I think you misread what I just wrote. I'm saying Transport.connect()
returns immediately if the transport is already connected. So there's
no advantage in trying to avoid calling it.

> > Again, is this based on observed behavior or are you simply drawing on
> > your understanding of the code. Submitting patches is good because it
> > helps me understand more precisely where the issues are but you have
> > to explain more about what was observed that lead you to conclude the
> > change was necessary.
>
> session.transport() can return different objects which does not have the 
> desired effect. If the transport disconnects at the same time, treeConnect 
> has to wait for the transport monitor. When it gets the monitor 
> session.transport is NULL_TRANSPORT. A second treeConnect called in another
> thread may then get a different transport object.

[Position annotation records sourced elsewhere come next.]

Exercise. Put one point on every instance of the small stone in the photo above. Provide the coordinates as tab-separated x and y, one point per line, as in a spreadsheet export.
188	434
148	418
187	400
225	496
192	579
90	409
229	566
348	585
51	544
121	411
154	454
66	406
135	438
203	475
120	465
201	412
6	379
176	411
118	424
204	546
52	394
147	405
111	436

Again this is not correct - SmbSession can never return
NULL_TRANSPORT. But logoff() can clobber SmbSession.transport resulting
in using SmbSession.transport while it's set to NULL_TRANSPORT. I think
I've fixed this.

> > > The last two are transport fixes:
> > >
> > >  jcifs-transport_setup.diff -
> > >      modify transport setup to allow timeouts on socket.connect,
> >
> > Connect timeouts are handled in Transport.connect():166. Your technique
> > is superior but it requires Java 1.4 so I'd rather hold off on that for
> > a while.
>
> That leaves the transport thread open for a very long time, probably causing 
> many waiting threads if a server is not reachable. 

I know. I'll incorporate this into 2.0 but right now I'm trying to stick
to stability fixes.

Note that the timeout shouldn't be *that* long. On Linux I think a
"Connection timed out" takes about 1 minute 15 seconds.

> > >      fix session-transport matching if transport.port != DEFAULT_PORT
> >
> > Good one. I love changes that make the code simpler (and correct :-).
> >
> > But does this depend on Handler.getDefaultPort returning 0 in some way? I
> > don't think we should do that because that API contract is not defined
> > by us. Port 445 is conceptually the default port. 139 is more like a
> > "fallback" port.
>
> This is needed to detect if no port was specified (0 meaning any available 
> port)

But we don't want "any availble port". We specifically want port 445
and then only if that doesn't work, port 139.

> > Also, why did you widen the scope of the catch in doConnect from
> > ConnectException to IOException? Did you encounter an exception that
> > warranted retrying on a different port? If so, do you have a stack trace?
>
> needed for the Connect timeouts

Well if the connect times out you will probably get the same error with
port 139. If you show me a stack trace and I'll think about it. I want
to be somewhat selective here.

Mike